Vitali Litvinov

Personal information
- Full name: Vitali Viktorovich Litvinov
- Date of birth: 17 November 1970 (age 54)
- Place of birth: Leningrad, Russian SFSR
- Height: 1.87 m (6 ft 1+1⁄2 in)
- Position(s): Defender/Midfielder

Youth career
- Bolshevik Leningrad

Senior career*
- Years: Team / Apps / (Gls)
- 1991–1992: FC Progress Chernyakhovsk / 46 / (5)
- 1993–1995: FC Torpedo Arzamas / 91 / (15)
- 1996: FC Uralmash Yekaterinburg / 29 / (1)
- 1997–1998: FC Uralan Elista / 44 / (8)
- 1999–2001: FC Torpedo Moscow / 60 / (5)
- 2001: FC Torpedo-ZIL Moscow / 6 / (0)
- 2002–2003: FC Dynamo-SPb St.

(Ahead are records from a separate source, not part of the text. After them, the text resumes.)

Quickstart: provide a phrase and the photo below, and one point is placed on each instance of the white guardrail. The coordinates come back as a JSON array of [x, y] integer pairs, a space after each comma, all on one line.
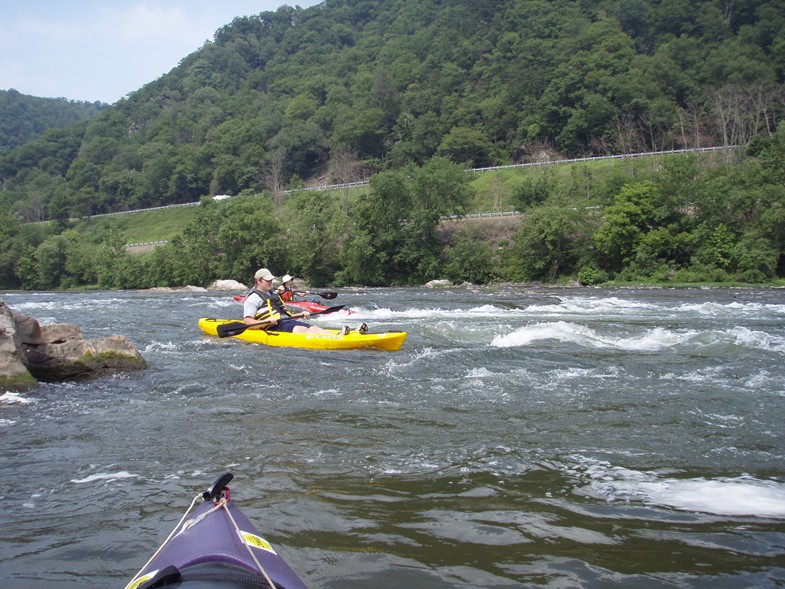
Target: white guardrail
[[472, 170]]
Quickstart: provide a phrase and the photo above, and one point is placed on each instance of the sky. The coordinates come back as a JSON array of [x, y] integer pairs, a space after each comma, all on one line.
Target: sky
[[102, 50]]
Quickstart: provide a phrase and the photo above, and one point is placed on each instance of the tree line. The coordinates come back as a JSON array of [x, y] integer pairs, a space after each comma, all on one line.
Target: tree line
[[350, 88], [683, 218]]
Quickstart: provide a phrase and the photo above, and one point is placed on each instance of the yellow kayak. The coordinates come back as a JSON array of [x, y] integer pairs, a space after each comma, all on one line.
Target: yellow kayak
[[335, 340]]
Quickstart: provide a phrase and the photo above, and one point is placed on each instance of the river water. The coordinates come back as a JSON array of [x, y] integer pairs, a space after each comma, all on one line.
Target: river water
[[521, 437]]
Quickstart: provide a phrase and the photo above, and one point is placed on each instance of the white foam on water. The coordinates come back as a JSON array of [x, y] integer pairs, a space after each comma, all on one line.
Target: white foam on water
[[652, 340], [746, 337], [11, 398], [105, 476], [738, 496], [591, 306]]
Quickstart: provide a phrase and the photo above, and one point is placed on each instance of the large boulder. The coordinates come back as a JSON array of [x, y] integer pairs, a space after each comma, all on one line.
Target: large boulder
[[30, 352]]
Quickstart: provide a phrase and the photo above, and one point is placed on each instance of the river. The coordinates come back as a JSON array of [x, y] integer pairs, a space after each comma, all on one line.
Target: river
[[521, 437]]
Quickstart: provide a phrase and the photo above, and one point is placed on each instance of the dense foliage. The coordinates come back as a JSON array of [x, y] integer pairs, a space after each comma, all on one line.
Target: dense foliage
[[411, 92], [351, 87], [682, 219], [23, 118]]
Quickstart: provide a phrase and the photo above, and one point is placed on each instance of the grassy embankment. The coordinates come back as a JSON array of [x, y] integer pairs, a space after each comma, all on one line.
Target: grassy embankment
[[575, 182]]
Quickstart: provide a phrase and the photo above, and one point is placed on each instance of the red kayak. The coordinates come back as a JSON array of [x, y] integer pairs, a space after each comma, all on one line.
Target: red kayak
[[309, 306]]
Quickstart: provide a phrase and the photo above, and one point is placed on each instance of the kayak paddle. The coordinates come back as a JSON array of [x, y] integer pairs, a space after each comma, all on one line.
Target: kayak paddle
[[237, 327], [324, 295]]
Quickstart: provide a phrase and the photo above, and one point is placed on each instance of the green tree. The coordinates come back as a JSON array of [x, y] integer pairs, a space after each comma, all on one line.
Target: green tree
[[625, 222], [395, 238], [550, 242]]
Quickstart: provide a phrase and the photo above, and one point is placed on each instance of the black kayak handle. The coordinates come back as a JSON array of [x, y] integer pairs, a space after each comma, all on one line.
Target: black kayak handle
[[214, 492]]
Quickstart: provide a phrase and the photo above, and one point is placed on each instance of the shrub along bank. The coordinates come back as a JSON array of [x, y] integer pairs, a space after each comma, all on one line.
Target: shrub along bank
[[670, 219]]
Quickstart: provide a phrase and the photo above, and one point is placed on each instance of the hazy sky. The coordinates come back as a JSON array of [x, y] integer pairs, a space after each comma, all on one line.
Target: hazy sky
[[104, 49]]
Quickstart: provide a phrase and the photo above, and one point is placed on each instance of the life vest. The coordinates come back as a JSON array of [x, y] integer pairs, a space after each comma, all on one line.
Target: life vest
[[272, 306]]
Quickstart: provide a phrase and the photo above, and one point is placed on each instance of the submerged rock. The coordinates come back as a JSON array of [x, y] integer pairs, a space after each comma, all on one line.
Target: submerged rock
[[31, 352]]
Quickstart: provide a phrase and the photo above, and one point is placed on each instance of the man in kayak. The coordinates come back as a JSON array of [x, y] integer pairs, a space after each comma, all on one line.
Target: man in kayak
[[265, 304], [288, 293]]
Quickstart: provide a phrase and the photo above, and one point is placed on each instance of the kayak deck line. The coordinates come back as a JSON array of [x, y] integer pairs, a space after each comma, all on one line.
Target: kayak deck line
[[217, 544], [334, 340]]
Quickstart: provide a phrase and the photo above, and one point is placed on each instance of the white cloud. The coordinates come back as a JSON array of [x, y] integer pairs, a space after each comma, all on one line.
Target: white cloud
[[103, 50]]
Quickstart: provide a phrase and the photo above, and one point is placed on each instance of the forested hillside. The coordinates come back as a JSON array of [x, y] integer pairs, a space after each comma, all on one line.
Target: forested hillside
[[350, 87], [410, 93], [23, 118]]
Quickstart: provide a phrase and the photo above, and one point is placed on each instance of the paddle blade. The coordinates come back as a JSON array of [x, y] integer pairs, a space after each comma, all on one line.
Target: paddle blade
[[230, 329], [329, 310]]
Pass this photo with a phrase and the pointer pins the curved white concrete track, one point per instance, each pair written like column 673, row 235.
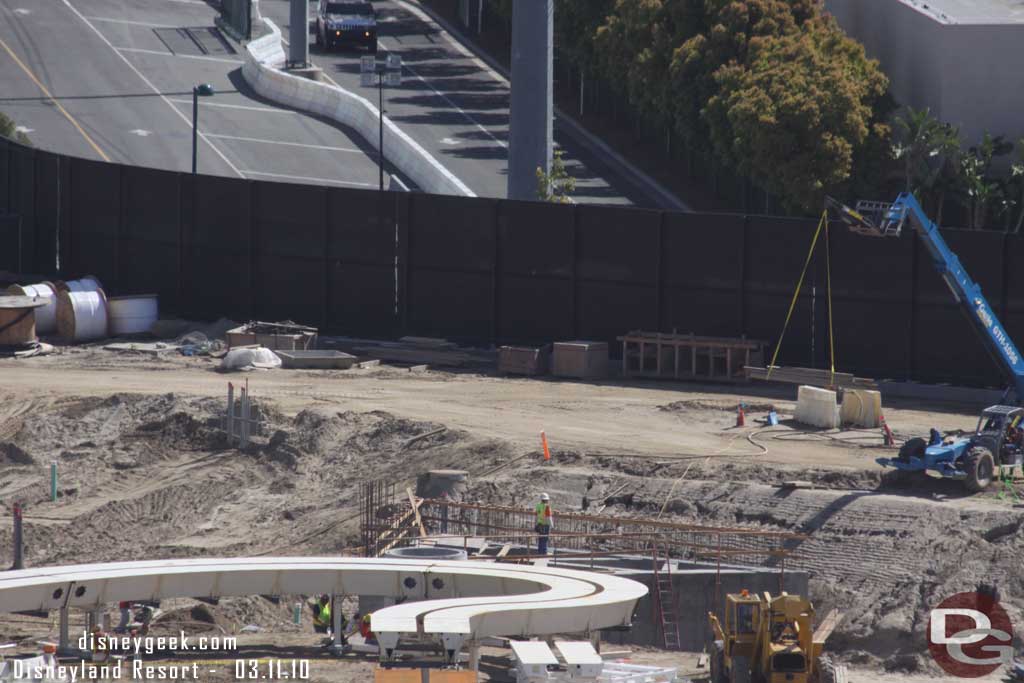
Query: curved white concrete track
column 471, row 600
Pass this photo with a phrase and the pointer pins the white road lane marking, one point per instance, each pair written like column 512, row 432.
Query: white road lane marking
column 265, row 110
column 174, row 54
column 284, row 143
column 183, row 118
column 306, row 178
column 440, row 94
column 105, row 19
column 462, row 49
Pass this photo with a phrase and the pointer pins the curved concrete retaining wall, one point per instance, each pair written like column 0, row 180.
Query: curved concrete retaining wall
column 262, row 70
column 476, row 599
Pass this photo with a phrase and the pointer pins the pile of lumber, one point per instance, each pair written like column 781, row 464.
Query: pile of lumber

Petersburg / 30 / (4)
- 2004: FC Vidnoye / 17 / (2)
- 2005: FC Dynamo Bryansk / 14 / (2)

= Vitali Litvinov =

Russian footballer

Vitali Viktorovich Litvinov (Виталий Викторович Литвинов; born 17 November 1970) is a former Russian professional footballer.

==Club career==
He made his professional debut in the Soviet Second League in 1991 for FC Progress Chernyakhovsk.

==Honours==
- Russian Premier League bronze: 2000.
- Top-33 year-end best players list: 2000.

==European club competitions==
- UEFA Intertoto Cup 1996 with FC Uralmash Yekaterinburg: 5 games, 3 goals.
- UEFA Cup 2000–01 with FC Torpedo Moscow: 2 games, 1 goal.